Topic Modeling produces a topic representation of any corpus’ textual field using the popular LDA model. Each topic is defined by a probability distribution of words. Conversely, each document is also defined as a probabilistic distribution of topics.
In CorText Manager, a topic model is inferred given a total number of topics users have to define. The composition of topics is accessible using the library pyLDAvis (see below how to cite this work) allowing to visualize the most relevant words fitting in each topic. Topics are positioned in 2d according to their distances using a multidimensional scaling algorithm. The script also produces a new table storing the assignments of topics to documents. The distribution is flattened such that each document is assigned to topics it is already linked to with a probability superior to the inverse number of topics.

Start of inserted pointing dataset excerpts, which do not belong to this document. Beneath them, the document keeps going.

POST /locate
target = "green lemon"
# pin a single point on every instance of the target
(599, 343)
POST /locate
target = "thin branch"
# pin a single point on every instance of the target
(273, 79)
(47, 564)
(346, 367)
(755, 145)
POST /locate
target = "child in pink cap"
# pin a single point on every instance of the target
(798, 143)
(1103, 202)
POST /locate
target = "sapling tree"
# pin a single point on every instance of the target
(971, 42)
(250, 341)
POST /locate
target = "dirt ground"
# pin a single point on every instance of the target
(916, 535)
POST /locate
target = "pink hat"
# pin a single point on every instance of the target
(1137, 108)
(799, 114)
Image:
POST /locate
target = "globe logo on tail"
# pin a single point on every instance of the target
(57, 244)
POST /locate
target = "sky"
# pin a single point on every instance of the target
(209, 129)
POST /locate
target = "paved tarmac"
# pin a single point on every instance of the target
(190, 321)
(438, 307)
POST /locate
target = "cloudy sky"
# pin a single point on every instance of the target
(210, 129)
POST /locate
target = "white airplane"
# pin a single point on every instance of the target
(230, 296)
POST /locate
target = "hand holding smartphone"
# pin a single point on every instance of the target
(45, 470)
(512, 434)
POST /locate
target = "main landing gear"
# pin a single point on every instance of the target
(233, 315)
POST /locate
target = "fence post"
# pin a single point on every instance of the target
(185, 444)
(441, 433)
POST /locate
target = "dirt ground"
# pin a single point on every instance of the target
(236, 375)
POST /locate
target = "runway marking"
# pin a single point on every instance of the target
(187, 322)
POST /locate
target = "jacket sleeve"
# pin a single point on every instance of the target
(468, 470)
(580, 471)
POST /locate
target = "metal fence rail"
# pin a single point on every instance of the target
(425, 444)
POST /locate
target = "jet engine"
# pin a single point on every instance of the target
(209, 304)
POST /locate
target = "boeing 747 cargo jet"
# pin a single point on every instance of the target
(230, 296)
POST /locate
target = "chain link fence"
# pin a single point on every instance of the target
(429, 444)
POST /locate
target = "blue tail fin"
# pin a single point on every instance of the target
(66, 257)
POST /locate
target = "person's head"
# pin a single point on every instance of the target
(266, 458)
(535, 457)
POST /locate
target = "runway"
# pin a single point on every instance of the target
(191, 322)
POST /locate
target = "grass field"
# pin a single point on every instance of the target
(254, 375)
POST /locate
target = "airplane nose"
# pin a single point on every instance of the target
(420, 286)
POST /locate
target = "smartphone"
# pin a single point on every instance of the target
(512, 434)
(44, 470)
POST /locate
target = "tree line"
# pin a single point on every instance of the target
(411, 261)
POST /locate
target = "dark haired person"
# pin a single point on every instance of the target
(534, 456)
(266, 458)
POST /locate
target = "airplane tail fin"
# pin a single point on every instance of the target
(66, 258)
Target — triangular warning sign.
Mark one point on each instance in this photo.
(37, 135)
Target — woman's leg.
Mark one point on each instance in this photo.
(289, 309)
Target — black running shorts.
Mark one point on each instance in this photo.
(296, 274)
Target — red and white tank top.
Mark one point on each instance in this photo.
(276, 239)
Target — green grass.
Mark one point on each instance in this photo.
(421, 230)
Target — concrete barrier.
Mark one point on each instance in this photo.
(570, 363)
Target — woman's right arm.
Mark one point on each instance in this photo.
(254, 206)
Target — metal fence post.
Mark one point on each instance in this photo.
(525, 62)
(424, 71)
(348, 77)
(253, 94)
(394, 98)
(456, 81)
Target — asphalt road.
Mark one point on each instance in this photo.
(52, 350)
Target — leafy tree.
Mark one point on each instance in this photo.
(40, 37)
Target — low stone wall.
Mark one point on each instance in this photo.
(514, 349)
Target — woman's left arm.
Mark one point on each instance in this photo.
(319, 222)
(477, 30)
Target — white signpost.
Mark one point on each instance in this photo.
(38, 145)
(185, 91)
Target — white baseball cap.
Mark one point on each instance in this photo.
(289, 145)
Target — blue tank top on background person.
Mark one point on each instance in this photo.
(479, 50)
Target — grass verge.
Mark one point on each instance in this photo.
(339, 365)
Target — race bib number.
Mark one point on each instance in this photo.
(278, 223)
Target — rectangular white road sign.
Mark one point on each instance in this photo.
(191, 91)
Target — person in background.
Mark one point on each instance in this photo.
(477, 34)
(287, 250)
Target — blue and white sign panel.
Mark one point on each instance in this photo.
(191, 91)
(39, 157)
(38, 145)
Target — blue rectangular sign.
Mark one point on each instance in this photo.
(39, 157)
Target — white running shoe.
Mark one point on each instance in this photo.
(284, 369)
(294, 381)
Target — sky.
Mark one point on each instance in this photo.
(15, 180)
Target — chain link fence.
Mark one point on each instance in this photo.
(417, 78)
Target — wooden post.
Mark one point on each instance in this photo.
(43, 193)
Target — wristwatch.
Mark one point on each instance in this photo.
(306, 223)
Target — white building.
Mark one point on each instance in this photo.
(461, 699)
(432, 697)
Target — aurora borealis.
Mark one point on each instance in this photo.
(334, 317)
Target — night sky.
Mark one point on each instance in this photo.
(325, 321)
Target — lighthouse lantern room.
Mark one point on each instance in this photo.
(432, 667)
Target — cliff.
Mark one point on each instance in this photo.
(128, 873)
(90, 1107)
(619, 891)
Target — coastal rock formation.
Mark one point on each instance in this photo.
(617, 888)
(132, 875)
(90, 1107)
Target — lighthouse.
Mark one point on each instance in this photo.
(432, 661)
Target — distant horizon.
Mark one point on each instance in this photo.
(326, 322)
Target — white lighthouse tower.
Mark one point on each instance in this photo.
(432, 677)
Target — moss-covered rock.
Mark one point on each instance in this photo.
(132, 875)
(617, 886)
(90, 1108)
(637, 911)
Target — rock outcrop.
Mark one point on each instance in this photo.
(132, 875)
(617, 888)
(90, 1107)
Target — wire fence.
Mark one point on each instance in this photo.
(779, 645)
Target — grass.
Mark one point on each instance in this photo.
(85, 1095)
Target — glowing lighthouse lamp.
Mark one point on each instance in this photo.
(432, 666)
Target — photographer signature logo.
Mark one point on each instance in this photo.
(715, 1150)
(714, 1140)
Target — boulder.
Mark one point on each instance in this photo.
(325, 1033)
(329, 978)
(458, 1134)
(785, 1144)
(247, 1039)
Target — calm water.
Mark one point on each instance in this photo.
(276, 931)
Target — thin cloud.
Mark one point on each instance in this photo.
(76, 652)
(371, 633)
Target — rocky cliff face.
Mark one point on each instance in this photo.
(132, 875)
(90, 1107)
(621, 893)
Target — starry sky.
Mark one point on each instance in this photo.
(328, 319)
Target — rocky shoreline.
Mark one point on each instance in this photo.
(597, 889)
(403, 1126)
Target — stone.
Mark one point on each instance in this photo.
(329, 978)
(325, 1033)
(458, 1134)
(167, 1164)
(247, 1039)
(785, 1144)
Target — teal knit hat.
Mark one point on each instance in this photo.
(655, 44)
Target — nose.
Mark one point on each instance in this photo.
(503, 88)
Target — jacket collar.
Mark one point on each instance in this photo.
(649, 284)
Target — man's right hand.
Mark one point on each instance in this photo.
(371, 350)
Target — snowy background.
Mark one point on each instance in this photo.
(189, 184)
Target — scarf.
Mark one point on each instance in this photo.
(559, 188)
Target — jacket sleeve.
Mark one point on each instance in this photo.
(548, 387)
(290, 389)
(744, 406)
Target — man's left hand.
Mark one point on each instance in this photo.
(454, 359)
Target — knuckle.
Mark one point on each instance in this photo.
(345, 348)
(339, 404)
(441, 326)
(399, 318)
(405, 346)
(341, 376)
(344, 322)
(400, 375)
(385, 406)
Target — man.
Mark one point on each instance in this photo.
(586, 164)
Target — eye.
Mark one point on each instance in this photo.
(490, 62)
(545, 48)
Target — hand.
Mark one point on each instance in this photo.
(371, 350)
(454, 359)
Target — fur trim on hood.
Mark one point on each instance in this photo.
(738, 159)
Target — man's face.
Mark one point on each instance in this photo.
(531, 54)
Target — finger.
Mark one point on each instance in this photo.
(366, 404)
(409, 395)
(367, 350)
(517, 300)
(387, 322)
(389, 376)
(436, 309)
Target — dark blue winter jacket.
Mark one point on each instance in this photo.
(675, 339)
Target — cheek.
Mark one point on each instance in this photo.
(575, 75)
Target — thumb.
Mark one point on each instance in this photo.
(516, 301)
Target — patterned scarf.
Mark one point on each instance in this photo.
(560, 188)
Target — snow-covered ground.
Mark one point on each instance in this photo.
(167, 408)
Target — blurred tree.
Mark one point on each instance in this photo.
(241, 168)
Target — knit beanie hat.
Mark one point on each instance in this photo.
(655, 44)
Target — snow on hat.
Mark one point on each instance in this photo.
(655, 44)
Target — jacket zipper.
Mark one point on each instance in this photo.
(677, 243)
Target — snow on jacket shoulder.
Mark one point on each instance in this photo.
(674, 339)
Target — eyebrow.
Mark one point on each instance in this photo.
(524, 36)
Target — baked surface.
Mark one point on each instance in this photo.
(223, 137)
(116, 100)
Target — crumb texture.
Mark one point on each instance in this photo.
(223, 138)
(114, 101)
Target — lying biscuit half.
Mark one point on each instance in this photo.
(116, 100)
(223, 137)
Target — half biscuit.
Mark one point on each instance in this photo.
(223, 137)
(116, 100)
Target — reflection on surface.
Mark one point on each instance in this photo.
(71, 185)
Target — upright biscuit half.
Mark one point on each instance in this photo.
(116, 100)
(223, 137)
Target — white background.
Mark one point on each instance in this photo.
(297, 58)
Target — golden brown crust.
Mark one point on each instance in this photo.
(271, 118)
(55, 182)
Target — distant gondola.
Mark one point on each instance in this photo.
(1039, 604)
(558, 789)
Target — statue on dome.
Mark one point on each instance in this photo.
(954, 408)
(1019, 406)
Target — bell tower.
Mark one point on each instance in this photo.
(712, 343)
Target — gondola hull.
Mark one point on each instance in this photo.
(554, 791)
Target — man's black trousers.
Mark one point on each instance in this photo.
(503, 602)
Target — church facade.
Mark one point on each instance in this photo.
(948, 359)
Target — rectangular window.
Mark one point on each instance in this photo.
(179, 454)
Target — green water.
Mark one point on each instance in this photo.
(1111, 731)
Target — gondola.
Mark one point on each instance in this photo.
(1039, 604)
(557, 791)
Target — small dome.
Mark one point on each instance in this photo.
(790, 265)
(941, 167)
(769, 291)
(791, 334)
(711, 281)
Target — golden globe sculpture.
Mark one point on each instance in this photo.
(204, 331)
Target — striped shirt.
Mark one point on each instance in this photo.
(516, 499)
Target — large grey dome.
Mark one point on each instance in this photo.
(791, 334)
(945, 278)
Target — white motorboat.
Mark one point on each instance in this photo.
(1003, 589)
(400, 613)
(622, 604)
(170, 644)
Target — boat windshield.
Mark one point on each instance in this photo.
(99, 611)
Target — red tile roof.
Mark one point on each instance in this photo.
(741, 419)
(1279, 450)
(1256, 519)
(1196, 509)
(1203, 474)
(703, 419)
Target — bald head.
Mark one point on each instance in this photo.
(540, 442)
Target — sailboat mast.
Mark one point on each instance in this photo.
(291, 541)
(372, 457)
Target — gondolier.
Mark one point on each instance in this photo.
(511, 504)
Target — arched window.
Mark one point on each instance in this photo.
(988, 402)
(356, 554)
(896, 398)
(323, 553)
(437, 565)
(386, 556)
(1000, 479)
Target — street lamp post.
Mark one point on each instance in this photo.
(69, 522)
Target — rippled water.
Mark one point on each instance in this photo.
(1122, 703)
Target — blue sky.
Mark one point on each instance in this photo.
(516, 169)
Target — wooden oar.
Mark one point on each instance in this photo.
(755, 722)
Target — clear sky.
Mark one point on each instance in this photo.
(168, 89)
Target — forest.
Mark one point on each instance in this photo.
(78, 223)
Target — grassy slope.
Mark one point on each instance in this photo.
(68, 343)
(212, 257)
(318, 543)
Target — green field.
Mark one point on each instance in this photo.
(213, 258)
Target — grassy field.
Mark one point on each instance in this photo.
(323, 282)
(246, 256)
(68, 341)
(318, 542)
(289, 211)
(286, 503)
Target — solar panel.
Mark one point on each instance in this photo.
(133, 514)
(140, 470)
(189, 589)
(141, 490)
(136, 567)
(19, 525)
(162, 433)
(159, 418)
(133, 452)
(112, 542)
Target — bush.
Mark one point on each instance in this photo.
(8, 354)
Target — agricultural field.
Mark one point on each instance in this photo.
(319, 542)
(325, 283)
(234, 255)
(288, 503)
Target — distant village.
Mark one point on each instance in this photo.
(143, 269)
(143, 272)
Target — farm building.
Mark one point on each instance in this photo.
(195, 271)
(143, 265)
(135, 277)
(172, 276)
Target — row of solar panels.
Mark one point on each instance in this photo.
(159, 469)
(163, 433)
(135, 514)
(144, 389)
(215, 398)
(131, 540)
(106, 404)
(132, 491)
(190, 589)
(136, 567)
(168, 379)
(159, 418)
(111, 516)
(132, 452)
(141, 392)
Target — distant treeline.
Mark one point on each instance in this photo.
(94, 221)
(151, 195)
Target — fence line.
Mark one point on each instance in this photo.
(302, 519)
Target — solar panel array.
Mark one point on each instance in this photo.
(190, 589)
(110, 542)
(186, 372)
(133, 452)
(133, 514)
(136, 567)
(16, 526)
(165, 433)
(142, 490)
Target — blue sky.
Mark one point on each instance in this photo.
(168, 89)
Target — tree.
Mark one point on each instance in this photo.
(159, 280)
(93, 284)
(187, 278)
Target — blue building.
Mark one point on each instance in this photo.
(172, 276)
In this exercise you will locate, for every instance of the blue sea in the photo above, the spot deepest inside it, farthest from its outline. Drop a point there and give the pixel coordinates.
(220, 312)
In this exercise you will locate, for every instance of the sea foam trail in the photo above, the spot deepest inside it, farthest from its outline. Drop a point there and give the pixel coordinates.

The linguistic processing can be customized in the second panel. It’s quite straightforward. Be aware that by default Snowball Stemmer is the algorithm used for stemming.
Additionally one can modify the number of iterations which can be helpful if your corpus is small. It is also possible to set the document-topic density prior to asymmetric (which is usually advised https://rare-technologies.com/python-lda-in-gensim-christmas-edition/) or to auto if needed.
Finally a graph is also produced showing the evolution of perplexity and log likelihood.
An example of outcome is shown using a dream dataset (data courtesy of dreamscloud):
Access the dynamic version of the above image by clicking this here! Where saliency for topics (Chuang et. al, 2012) and relevance for terms (Sievert & Shirley, 2014) are computed.
Topic Modeling parameters
Data Description
Fields
Field used for analysis
Number of Topics
Number of topics you define, which will be determine the makeup of the analysis. If you type 0, then the optimal number of topics will be assessed optimizing over the number of topics which would produce the model with the highest topic coherence possible. You will still be required to set the minimum and maximum number of topics over which the optimization is made (as well as the resolution of the search interval)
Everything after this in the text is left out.